Generated via Deepmind Antigravity AI
Encyclopaedia
Rana Arboricola dai Grandi Occhi (Peacock Tree Frog)
Leptopelis vermiculatus
Gli occhi più magnetici dell'Africa. Una stupenda rana arboricola delle foreste montane tanzaniane, famosa per i suoi immensi occhi scuri e dorati e la strabiliante capacità di cambiare completamente colorazione (da verde smeraldo a bruno maculato) durante la crescita.

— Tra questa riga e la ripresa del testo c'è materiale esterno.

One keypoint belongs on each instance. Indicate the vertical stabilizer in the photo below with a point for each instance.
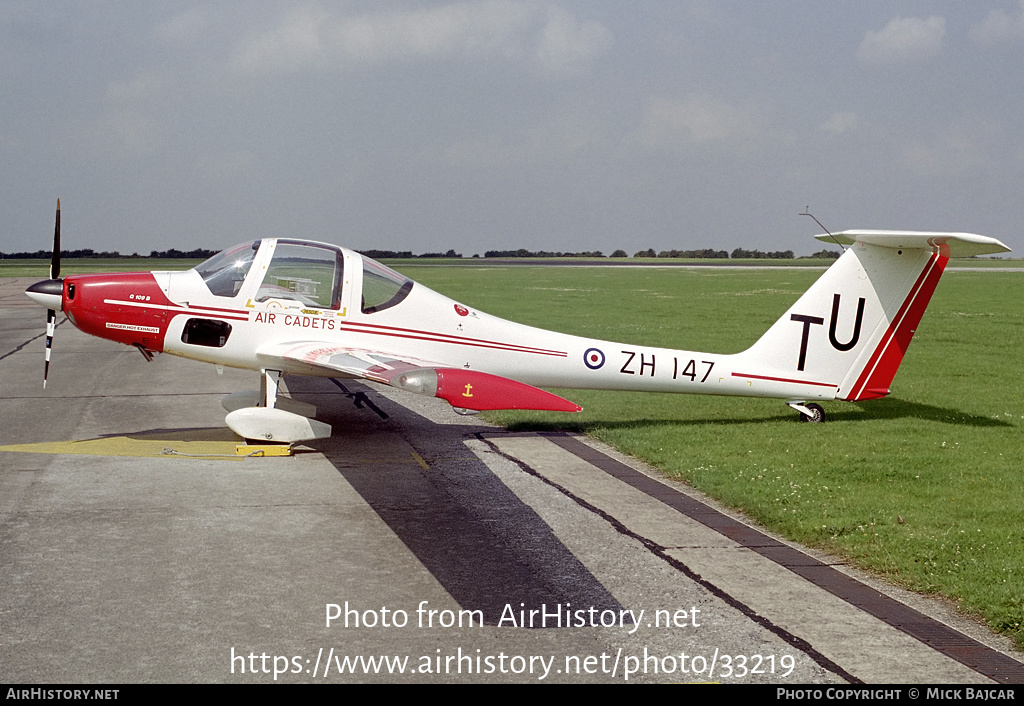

Esige terrari altissimi e umidi, dimostrandosi un'ottima e affascinante alternativa notturna asiatica/africana alle classiche raganelle sudamericane.
- Famiglia
- Arthroleptidae
- Origine
- Tanzania (Monti Usambara)
- Provenienza
- Nord AmericaAfrica e MadagascarAsia orientale
- Uso in vasca
- Usata in 0 vasche
Condividi
22 °C - 26 °C
n.d.
Acqua dolce
70 % - 90 %
Medium
Descrizione
Origine Geografica e Habitat: Specie endemica strettamente confinata e fortemente localizzata nelle foreste pluviali primarie di altitudine media e alta dei Monti Usambara e Rungwe in Tanzania (Africa Orientale). Vivono nascoste nella fitta e fresca canopia (rami e chiome alte degli alberi), raramente avvistate vicine al suolo boschivo tranne che per scendere temporaneamente ad abbeverarsi su larghe foglie inzuppate o deporre le uova in pozze d'acqua effimere.

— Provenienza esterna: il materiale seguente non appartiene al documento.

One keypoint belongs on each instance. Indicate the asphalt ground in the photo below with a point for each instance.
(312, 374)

Tassonomia e Genetica: Famiglia Arthroleptidae (precedentemente Hyperoliidae). Universalmente conosciuta per la mutazione ontogenetica dicromatica (cambio di livrea durante l'arco vitale): tutti i giovani possiedono una fase verde foglia brillante, ma crescendo molti esemplari (specialmente le enormi femmine) mutano brutalmente colore scurendosi per sempre in fase bruna per mimetizzarsi con il legno vecchio e la corteccia marrone dei rami primari più spessi dei grandi alberi.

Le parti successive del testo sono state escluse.